According to the manufacturer, this device is characterized by a distance resolution of 5 pm and a frequency measuring range from 0 to 5 MHz. Interchangeable objectives enable the laser spot diameter and the working distance to the object to be varied. For example, the laser spot diameter of a 50x objective is < 2 μm. A positioning table with a 50 mm x 50 mm traversing range enables an object to be scanned. The object measured is observed by an integrated USB camera.
Special software enables the script-controlled scanning of the object measured, and also provides the possibility of spectral analysis and averaging of the measurement data.
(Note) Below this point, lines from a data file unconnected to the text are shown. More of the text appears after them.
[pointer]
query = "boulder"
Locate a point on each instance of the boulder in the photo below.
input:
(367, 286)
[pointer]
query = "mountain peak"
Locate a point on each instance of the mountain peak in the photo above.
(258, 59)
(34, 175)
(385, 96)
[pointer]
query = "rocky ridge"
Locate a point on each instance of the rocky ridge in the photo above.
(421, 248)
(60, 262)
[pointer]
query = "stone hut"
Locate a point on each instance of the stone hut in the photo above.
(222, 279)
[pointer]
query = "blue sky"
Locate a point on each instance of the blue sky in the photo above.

The velocity and acceleration of the movement of the vibration can be calculated, and the surface vibration displayed in 3D.

Analysis of the surface topography

The nanopositioning and nanomeasuring machine NMM-1 is an all-purpose device for analyzing the surface topography of microstructures and MEMS.
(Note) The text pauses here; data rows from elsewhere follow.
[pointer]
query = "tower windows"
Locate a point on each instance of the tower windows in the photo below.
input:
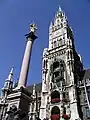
(55, 44)
(55, 97)
(55, 65)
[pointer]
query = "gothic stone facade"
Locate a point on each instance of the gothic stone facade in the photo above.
(65, 89)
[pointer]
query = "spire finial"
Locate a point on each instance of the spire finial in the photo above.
(10, 74)
(33, 27)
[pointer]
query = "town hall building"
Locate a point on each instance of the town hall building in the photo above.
(63, 94)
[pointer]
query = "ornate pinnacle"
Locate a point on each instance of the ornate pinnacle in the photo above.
(33, 28)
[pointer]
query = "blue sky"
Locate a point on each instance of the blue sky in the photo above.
(15, 17)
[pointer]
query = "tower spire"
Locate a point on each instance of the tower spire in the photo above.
(10, 74)
(59, 8)
(27, 55)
The nanopositioning and nanomeasuring machine enables topographical analysis of microstructures and micro-electromechanical systems.

The high resolution of 0.1 nm in a measuring range of 25 mm x 25 mm x 5 mm together with the option of integrating various scanning systems enable 2D and 3D measurements to be made over a very large measuring range.
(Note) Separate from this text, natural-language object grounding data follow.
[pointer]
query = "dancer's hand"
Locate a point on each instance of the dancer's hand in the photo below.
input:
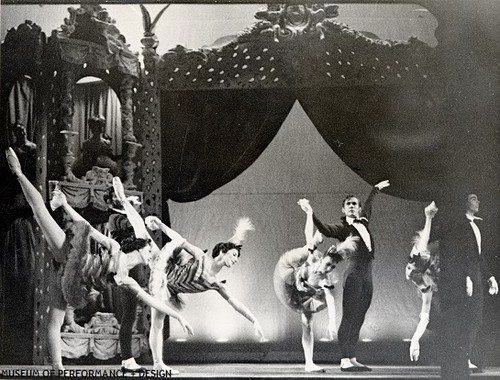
(493, 285)
(258, 331)
(152, 222)
(58, 198)
(119, 190)
(185, 325)
(13, 161)
(414, 350)
(305, 206)
(431, 210)
(469, 286)
(383, 184)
The precision of the nanopositioning and nanomeasuring machine is based on the arrangement of the three laser interferometers for position measurement. The three measuring beams meet at a point at which the scanning system also has its measuring point. This maintains the Abbe comparator principle in all three measuring axes. The scanning system serves as a zero point indicator within the nanopositioning and nanomeasuring machine. This maintains the Abbe comparator principle throughout the measurement. Optical and tactile scanning systems each have different characteristics and fields of application. Therefore it is important to select the best scanning system for each particular measuring task. All the scanning systems used have high reproducibility, and can be exchanged and mounted with the aid of a simple adapter on the metrological frame of the nanopositioning and nanomeasuring machine. The analog interface of the machine is open for the use of other, newer scanning systems. The following scanning systems are currently integrated into the nanopositioning and nanomeasuring machine:

  • Laser focus sensor
  • Atomic force microscope
  • White-light interferometer
  • 3D microsensor

These enable the machine to be used for diverse applications, such as positioning, manipulating, processing and measuring objects in fields such as microelectronics, micromechanics, optics and microsystem engineering.

Application examples of the nanopositioning and nanomeasuring machine: a) Hemispherical lens, b) Step height standard, c) Microlens array, d) Flatness standard

Measuring uncertainties in the subnanometer range can be achieved. The measuring range of these high resolution measuring systems can be extended when used in conjunction with a scanning probe microscope. The nanopositioning and nanomeasuring machine is thus an all-purpose device for 2D and 3D measurement of MEMS and micro-objects.